“Client-Facing Professionals” Most Trusted in Industry

Client-facing professionals (brokers, advisers, agents, and bankers) are the most trusted source of information in the financial services industry, according to a recent survey.  

The 2nd annual “Trust in U.S. Financial Services” survey from Edelman Public Relations found trust levels are suffering throughout the industry.Forty-six percent of individual investors participating in the survey trusted financial services companies less in 2010 than 2009. Of that substantial percentage, 57% said it is because financial services companies are “acting in a greedy manner” and 18% said the “industry itself has made the problems worse.” For the survey, “Individual Investors” are those with household incomes of at least $50,000 and that have at least $10,000 of investable assets.

“The way people perceive companies has changed significantly since the pre-crisis era, and the reputations of financial services companies in the U.S. have been some of the hardest hit,” said Matthew J. Harrington, CEO, Edelman U.S. “The decline in trust in these institutions – even as the financial markets were recovering – underscores the long road back they must travel to re-earn the lost trust.”

The survey also found that half of the respondents acknowledged needing help managing their money more effectively, but six in 10 are uncertain of the value that large financial services firms can provide in managing their money.

Investors said “honest communication” (91%) and “open and transparent business practices” (84%) are most important to them when considering the merits of a financial services company.

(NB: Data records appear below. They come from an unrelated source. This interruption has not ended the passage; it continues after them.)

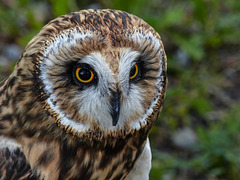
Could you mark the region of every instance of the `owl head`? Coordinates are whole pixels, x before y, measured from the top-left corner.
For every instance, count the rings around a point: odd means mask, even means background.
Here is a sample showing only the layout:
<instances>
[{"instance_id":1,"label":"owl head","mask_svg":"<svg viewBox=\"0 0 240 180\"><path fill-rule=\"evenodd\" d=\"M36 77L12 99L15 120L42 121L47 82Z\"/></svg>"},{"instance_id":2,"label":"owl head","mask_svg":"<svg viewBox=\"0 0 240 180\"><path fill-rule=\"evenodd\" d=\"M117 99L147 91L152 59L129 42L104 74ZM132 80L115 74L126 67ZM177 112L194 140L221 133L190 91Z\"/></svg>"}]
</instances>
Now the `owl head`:
<instances>
[{"instance_id":1,"label":"owl head","mask_svg":"<svg viewBox=\"0 0 240 180\"><path fill-rule=\"evenodd\" d=\"M38 115L45 127L101 139L150 129L165 95L166 55L160 36L142 19L83 10L44 26L14 73L22 86L32 84L25 97L41 102L35 114L44 109L51 116Z\"/></svg>"}]
</instances>

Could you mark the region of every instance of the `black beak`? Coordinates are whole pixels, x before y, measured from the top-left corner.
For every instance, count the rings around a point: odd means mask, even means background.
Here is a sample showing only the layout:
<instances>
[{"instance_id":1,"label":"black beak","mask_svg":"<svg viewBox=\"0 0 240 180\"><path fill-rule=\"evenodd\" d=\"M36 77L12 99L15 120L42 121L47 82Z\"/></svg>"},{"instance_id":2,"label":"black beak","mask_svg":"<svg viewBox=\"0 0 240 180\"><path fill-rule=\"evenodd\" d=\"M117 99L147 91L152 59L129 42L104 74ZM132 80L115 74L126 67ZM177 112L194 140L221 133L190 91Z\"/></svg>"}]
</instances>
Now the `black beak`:
<instances>
[{"instance_id":1,"label":"black beak","mask_svg":"<svg viewBox=\"0 0 240 180\"><path fill-rule=\"evenodd\" d=\"M119 113L120 113L120 94L119 92L113 92L112 93L112 99L111 99L111 116L112 116L112 123L113 126L117 125L118 119L119 119Z\"/></svg>"}]
</instances>

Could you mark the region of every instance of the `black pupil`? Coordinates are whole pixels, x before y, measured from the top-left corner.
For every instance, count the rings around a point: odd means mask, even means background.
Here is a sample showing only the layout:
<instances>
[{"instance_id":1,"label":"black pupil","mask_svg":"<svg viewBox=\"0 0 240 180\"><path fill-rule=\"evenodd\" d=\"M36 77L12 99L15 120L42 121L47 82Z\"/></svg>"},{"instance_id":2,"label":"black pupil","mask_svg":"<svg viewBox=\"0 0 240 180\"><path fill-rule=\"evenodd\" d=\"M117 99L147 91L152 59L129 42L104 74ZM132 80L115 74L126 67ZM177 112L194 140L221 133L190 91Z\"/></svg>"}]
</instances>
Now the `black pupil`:
<instances>
[{"instance_id":1,"label":"black pupil","mask_svg":"<svg viewBox=\"0 0 240 180\"><path fill-rule=\"evenodd\" d=\"M88 69L81 69L79 71L79 77L82 80L89 80L91 78L91 72Z\"/></svg>"},{"instance_id":2,"label":"black pupil","mask_svg":"<svg viewBox=\"0 0 240 180\"><path fill-rule=\"evenodd\" d=\"M134 65L130 70L130 77L132 77L136 72L136 66Z\"/></svg>"}]
</instances>

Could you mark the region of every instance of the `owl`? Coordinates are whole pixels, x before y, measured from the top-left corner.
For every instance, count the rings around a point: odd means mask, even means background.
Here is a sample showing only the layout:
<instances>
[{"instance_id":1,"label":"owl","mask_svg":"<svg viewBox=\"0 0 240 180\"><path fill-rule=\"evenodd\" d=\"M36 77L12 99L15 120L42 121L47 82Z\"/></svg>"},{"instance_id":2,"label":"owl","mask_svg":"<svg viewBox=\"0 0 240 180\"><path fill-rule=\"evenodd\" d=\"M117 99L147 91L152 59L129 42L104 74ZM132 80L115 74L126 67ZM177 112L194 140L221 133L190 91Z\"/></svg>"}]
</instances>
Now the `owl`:
<instances>
[{"instance_id":1,"label":"owl","mask_svg":"<svg viewBox=\"0 0 240 180\"><path fill-rule=\"evenodd\" d=\"M0 179L146 180L163 106L158 33L118 10L50 21L0 83Z\"/></svg>"}]
</instances>

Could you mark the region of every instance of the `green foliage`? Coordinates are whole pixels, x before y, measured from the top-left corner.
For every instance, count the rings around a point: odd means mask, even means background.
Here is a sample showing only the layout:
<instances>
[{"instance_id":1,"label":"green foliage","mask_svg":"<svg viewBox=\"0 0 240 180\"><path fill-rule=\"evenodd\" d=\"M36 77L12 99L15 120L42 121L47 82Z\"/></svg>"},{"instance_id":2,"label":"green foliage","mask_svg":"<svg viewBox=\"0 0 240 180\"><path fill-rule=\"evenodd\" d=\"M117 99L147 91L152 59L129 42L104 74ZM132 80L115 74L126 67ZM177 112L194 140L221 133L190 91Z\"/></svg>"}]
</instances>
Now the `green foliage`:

Traditional marketing tactics – “fair and competitive prices” (75%), “available customer service” (74%) and “website with easy financial transactions” (62%) – ranked lower, as did “consistent product delivery” (75%).

Moving away from “big, bad banks” 

Edelman found less than half (49%) of respondents trust financial institutions in general. Community or regional banks scored highest in the survey (67%), with mutual fund companies coming in second at 55%. Life insurance companies (42%) and property/casualty insurers (37%) ranked in the middle of the pack, and investment banks (35%) and private equity firms (32%) were least trusted.

One silver lining large financial firms may want to pay attention to - "Entry-Level Affluents" – a sub-set of the survey with an annual income of more than $150,000 and investments of more than $100,000. They have significantly higher trust in both large, national banks (52%) and brokerage firms (49%), than the overall Individual Investor survey population (45% percent and 43% respectively).

Respondents viewed client-facing professionals – brokers, advisers, agents and bankers – as the most credible sources of information (37%) from financial services firms, with portfolio managers seen as the second most credible (15%).    

Fifty-six percent of those surveyed believe that financial institutions need to be regulated more, even after the passage in July 2010 of the Dodd–Frank Wall Street Reform and Consumer Protection Act. Additionally, two out of three respondents believe Dodd-Frank doesn't address some problems, and 65% believe government agencies, financial services companies and Congress must work together to address the problems facing the financial services industry.